Ultracold Atoms in 1D Optical Lattices: Mean Field, Quantum Field, Computation, and Soliton Formation
R. V. Mishmash, L. D. Carr

TL;DR
This paper explores the relationship between mean-field and quantum descriptions of ultracold bosons in 1D optical lattices, demonstrating quantum analogs of solitons and analyzing their dynamics using advanced numerical methods.
Contribution
It establishes a connection between the discrete nonlinear Schrödinger equation and the Bose-Hubbard Hamiltonian, and constructs quantum dark soliton states from mean-field solutions.
Findings
Quantum dark solitons can be constructed from mean-field states.
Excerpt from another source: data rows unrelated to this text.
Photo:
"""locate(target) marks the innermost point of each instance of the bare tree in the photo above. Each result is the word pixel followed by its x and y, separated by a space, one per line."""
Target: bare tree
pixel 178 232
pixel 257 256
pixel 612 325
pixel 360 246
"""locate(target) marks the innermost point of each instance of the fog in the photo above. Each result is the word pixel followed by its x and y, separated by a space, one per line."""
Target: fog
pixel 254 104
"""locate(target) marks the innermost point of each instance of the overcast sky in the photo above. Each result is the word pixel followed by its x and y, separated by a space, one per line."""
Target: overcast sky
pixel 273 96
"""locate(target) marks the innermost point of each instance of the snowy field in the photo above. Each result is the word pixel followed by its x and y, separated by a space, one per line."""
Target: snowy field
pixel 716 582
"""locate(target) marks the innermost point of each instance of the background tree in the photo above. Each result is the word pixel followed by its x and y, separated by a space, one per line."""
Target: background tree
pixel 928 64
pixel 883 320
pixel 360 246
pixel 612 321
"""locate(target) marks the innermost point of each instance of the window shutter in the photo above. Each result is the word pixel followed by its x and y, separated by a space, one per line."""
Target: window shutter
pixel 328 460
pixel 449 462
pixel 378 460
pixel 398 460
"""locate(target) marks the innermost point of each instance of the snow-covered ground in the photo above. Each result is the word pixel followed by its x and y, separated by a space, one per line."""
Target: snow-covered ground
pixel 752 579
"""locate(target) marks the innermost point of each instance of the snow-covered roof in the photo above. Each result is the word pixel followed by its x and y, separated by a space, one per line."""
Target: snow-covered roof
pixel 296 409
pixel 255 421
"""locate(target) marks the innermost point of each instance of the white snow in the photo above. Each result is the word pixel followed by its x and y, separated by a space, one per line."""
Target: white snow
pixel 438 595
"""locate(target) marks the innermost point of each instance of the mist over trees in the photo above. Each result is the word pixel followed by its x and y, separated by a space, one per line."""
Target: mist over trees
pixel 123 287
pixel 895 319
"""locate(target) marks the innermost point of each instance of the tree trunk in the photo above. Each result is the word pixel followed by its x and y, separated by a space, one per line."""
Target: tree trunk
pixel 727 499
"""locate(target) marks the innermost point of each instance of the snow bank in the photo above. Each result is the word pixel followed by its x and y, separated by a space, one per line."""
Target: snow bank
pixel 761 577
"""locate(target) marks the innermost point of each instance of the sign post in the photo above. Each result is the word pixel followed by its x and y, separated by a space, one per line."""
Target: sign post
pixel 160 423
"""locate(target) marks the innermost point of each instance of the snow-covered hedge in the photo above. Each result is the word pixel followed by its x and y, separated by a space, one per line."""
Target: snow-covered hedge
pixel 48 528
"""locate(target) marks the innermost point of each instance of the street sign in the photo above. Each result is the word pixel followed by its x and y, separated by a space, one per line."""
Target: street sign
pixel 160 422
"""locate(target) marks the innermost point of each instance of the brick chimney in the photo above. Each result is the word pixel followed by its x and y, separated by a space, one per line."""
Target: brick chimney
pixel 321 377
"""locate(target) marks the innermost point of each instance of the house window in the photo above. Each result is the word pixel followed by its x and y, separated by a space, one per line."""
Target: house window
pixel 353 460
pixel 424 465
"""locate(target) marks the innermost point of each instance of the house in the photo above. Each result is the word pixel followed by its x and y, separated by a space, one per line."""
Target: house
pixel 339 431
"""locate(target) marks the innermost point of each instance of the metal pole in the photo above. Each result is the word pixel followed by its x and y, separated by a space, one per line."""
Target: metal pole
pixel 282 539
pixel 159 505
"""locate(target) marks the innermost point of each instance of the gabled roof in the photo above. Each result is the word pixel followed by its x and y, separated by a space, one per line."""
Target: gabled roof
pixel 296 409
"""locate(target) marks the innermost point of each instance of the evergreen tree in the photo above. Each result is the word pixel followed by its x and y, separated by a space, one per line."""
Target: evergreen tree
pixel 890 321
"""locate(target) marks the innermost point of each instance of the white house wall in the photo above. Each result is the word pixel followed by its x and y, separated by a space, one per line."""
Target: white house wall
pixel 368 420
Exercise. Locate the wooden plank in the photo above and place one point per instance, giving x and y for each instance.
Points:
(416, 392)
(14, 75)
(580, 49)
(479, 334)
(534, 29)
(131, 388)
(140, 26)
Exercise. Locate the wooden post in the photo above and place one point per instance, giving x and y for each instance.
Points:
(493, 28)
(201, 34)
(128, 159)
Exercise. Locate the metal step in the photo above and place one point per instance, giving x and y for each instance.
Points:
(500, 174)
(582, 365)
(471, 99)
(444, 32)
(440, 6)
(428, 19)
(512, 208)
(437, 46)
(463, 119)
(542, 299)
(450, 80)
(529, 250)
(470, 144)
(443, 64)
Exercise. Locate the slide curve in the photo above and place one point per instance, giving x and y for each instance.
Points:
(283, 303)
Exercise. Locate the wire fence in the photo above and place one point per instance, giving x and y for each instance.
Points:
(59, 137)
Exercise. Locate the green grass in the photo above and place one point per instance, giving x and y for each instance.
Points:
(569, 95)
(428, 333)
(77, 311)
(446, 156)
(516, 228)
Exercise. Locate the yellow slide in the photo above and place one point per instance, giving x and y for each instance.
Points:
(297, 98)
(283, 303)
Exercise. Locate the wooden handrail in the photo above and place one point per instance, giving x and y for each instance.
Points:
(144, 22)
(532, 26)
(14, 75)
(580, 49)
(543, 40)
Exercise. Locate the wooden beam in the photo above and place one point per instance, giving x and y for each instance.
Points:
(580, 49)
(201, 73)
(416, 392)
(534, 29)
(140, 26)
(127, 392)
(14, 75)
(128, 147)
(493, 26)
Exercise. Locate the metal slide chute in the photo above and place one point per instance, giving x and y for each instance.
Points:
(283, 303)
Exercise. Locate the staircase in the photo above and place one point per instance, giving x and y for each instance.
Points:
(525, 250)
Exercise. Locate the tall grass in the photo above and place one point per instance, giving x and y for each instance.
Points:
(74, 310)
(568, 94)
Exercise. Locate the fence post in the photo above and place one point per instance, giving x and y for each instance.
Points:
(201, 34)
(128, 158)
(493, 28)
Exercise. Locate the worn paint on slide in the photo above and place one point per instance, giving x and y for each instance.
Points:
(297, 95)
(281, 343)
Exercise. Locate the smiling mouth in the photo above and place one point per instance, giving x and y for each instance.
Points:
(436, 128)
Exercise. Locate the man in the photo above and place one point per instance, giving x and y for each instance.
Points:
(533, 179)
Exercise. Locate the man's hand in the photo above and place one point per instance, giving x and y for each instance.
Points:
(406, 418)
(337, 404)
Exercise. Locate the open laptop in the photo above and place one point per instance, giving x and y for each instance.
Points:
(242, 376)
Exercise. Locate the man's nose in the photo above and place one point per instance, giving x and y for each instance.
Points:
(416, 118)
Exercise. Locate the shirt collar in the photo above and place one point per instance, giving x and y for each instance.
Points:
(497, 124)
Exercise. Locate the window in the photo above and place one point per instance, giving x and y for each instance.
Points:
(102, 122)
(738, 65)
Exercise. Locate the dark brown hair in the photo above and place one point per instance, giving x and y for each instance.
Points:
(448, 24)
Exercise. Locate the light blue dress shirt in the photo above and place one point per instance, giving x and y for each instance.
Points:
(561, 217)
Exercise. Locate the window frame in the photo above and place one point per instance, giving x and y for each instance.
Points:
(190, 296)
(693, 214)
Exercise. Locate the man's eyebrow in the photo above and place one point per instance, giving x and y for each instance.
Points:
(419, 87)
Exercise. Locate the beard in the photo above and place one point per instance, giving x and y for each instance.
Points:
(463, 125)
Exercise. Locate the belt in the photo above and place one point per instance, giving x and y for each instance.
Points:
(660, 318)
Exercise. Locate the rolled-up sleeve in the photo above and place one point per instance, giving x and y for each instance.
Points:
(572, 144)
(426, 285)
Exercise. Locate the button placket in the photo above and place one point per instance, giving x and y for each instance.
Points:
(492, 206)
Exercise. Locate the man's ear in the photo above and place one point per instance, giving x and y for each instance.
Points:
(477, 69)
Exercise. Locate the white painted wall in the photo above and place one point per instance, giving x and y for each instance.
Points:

Dynamical properties of solitons are analyzed within the Bose-Hubbard model.
Numerical methods include time-evolving block decimation for quantum simulations.
Abstract
In this work, we highlight the correspondence between two descriptions of a system of ultracold bosons in a one-dimensional optical lattice potential: (1) the discrete nonlinear Schr\"{o}dinger equation, a discrete mean-field theory, and (2) the Bose-Hubbard Hamiltonian, a discrete quantum-field theory. The former is recovered from the latter in the limit of a product of local coherent states. Using a truncated form of these mean-field states as initial conditions, we build quantum analogs to the dark soliton solutions of the discrete nonlinear Schr\"{o}dinger equation and investigate their dynamical properties in the Bose-Hubbard Hamiltonian. We also discuss specifics of the numerical methods employed for both our mean-field and quantum calculations, where in the latter case we use the time-evolving block decimation algorithm due to Vidal.